SAIL - Fundamental Analysis: Financial Health & Valuation
Back to ListFundamental Rating: 3.9
| Stock Code | SAIL | Market Cap | 83,079 Cr. | Current Price | 201 ₹ | High / Low | 210 ₹ |
| Stock P/E | 22.5 | Book Value | 141 ₹ | Dividend Yield | 0.80 % | ROCE | 7.84 % |
| ROE | 6.48 % | Face Value | 10.0 ₹ | DMA 50 | 177 ₹ | DMA 200 | 152 ₹ |
| Chg in FII Hold | 0.47 % | Chg in DII Hold | 0.56 % | PAT Qtr | 1,912 Cr. | PAT Prev Qtr | 442 Cr. |
| RSI | 66.2 | MACD | 7.65 | Volume | 2,68,26,586 | Avg Vol 1Wk | 3,31,67,653 |
| Low price | 118 ₹ | High price | 210 ₹ | PEG Ratio | 0.75 | Debt to equity | 0.55 |
| 52w Index | 90.5 % | Qtr Profit Var | 59.3 % | EPS | 7.83 ₹ | Industry PE | 19.0 |
📊 Core Financials
- Revenue & Profit: Quarterly PAT ₹1,912 Cr. vs ₹442 Cr. previous quarter, showing strong recovery and growth.
- Margins: ROE at 6.48% and ROCE at 7.84% indicate modest efficiency compared to peers.
- Debt: Debt-to-equity ratio of 0.55 reflects manageable leverage, healthy for a capital-intensive industry.
- Cash Flow: Supported by cyclical steel demand, but sensitive to commodity price fluctuations.
💹 Valuation Indicators
- P/E Ratio: 22.5 vs Industry PE of 19.0 — trades at a premium, suggesting high expectations.
- P/B Ratio: Price ₹201 vs Book Value ₹141 → ~1.42x, reasonable but not deeply undervalued.
- PEG Ratio: 0.75 indicates undervaluation relative to earnings growth.
- Intrinsic Value: Fairly valued with limited margin of safety at current levels.
🏭 Business Model & Advantage
SAIL is India’s largest state-owned steel producer with integrated operations from mining to finished steel.
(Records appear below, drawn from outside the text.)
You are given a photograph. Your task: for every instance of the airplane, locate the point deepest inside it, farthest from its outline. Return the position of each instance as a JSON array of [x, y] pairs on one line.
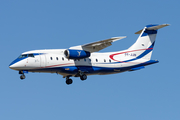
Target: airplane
[[84, 60]]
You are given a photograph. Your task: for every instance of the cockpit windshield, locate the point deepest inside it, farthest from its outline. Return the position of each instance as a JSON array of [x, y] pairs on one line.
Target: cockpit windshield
[[26, 55]]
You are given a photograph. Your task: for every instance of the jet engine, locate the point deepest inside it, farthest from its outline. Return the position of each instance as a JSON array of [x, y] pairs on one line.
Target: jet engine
[[76, 54]]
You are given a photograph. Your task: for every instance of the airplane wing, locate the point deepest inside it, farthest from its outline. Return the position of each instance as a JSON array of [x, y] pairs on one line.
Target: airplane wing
[[97, 46]]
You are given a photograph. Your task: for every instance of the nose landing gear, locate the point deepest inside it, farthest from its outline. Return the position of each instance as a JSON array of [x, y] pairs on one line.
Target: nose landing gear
[[22, 76], [68, 80]]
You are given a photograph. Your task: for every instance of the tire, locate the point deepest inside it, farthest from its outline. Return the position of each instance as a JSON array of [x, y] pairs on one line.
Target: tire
[[83, 77]]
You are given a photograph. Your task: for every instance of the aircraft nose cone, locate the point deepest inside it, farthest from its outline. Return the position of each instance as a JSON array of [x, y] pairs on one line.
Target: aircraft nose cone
[[15, 64]]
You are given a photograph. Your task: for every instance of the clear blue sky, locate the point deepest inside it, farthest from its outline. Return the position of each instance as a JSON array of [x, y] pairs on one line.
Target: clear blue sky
[[152, 93]]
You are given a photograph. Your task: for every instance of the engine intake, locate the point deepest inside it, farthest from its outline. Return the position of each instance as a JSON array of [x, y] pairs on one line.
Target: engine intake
[[76, 54]]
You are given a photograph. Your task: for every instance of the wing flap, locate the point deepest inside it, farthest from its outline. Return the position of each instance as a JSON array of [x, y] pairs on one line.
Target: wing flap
[[99, 45]]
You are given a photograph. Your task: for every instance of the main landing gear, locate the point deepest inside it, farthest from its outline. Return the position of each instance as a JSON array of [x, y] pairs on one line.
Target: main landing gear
[[80, 74], [22, 76]]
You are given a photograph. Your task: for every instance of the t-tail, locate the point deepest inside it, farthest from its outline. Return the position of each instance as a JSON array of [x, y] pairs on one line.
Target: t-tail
[[143, 47]]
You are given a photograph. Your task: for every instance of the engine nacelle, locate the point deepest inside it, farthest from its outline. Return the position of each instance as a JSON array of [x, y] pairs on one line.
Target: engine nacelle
[[76, 54]]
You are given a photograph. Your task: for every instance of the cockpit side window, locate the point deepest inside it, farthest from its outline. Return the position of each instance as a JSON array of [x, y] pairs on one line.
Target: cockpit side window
[[30, 55], [23, 56]]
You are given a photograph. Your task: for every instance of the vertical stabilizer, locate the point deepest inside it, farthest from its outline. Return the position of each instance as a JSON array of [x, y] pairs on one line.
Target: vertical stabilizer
[[143, 47]]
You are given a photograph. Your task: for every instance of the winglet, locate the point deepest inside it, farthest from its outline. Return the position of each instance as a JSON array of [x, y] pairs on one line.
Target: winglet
[[151, 27]]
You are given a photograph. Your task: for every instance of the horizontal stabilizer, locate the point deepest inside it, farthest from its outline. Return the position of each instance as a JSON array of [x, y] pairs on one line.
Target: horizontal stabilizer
[[153, 28]]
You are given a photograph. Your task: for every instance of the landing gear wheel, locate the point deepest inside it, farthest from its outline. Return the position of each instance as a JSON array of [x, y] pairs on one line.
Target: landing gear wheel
[[83, 77], [22, 77], [69, 81]]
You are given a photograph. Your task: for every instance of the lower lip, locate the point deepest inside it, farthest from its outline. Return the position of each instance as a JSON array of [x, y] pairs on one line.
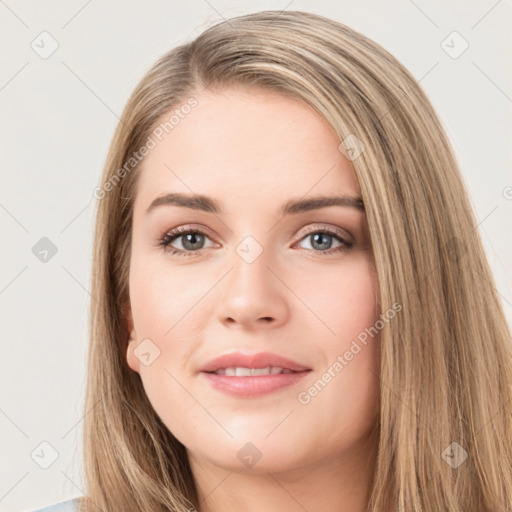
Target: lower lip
[[253, 386]]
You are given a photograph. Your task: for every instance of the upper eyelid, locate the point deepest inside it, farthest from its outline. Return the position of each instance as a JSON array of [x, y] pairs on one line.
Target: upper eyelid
[[309, 229]]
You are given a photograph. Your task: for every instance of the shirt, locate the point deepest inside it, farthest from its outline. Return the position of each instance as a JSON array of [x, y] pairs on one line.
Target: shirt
[[62, 506]]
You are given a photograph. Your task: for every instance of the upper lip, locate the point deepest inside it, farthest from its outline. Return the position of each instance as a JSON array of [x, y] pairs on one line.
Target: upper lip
[[259, 360]]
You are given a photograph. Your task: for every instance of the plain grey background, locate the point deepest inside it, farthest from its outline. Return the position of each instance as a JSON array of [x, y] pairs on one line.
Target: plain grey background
[[59, 113]]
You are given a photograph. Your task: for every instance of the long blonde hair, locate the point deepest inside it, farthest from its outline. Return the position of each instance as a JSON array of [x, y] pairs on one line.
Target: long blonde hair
[[446, 374]]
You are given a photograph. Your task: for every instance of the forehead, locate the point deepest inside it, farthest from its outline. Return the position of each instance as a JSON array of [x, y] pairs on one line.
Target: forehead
[[242, 144]]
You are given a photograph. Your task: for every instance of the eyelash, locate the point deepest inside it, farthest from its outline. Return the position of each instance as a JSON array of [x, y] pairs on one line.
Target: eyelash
[[176, 233]]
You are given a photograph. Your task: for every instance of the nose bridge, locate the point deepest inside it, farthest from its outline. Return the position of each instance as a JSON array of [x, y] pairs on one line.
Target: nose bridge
[[251, 290]]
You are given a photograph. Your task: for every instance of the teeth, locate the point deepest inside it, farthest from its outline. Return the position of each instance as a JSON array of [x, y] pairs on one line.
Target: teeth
[[251, 372]]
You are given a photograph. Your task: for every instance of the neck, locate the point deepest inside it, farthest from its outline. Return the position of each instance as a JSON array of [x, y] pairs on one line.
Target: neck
[[338, 484]]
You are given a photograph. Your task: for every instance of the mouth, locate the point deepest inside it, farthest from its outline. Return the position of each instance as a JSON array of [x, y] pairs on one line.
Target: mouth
[[251, 372], [245, 365], [242, 375]]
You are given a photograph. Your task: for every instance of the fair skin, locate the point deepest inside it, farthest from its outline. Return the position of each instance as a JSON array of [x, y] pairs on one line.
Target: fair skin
[[252, 151]]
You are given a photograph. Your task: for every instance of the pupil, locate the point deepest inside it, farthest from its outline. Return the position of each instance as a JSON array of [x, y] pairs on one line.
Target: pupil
[[190, 240], [318, 238]]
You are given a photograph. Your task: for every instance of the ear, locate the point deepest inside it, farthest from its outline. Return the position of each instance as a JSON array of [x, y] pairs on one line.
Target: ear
[[133, 362]]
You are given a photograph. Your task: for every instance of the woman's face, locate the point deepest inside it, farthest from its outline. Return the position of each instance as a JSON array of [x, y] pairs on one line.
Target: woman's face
[[251, 279]]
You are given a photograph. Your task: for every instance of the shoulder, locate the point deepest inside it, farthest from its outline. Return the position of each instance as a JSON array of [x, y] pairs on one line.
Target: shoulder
[[63, 506]]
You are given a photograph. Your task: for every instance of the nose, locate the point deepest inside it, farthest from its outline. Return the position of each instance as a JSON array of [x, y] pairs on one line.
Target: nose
[[253, 295]]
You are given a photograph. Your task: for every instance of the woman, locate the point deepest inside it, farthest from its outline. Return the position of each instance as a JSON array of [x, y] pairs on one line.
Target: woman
[[238, 364]]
Its scale, government support, and domestic demand exposure provide resilience, though global competition and cyclical demand remain challenges.
📈 Technicals & Entry Zone
- RSI at 66.2 indicates near overbought levels.
- MACD positive (7.65) suggests short-term bullish momentum.
- Entry Zone: Attractive accumulation around ₹170–₹185 if correction occurs.
- Long-term Holding: Suitable for cyclical investors; potential upside tied to infrastructure and industrial growth.
✅ Positive
- Quarterly profit surged 59.3%.
- PEG ratio at 0.75 signals undervaluation relative to growth.
- Low debt-to-equity ratio (0.55).
⚠️ Limitation
- ROE at 6.48% is weak compared to peers.
- P/E ratio (22.5) higher than industry average.
- High sensitivity to steel price cycles.
📰 Company Negative News
- Profitability remains volatile due to global steel price fluctuations.
- Efficiency metrics (ROE, ROCE) lag behind industry leaders.
🌟 Company Positive News
- Quarterly PAT jumped significantly from ₹442 Cr. to ₹1,912 Cr.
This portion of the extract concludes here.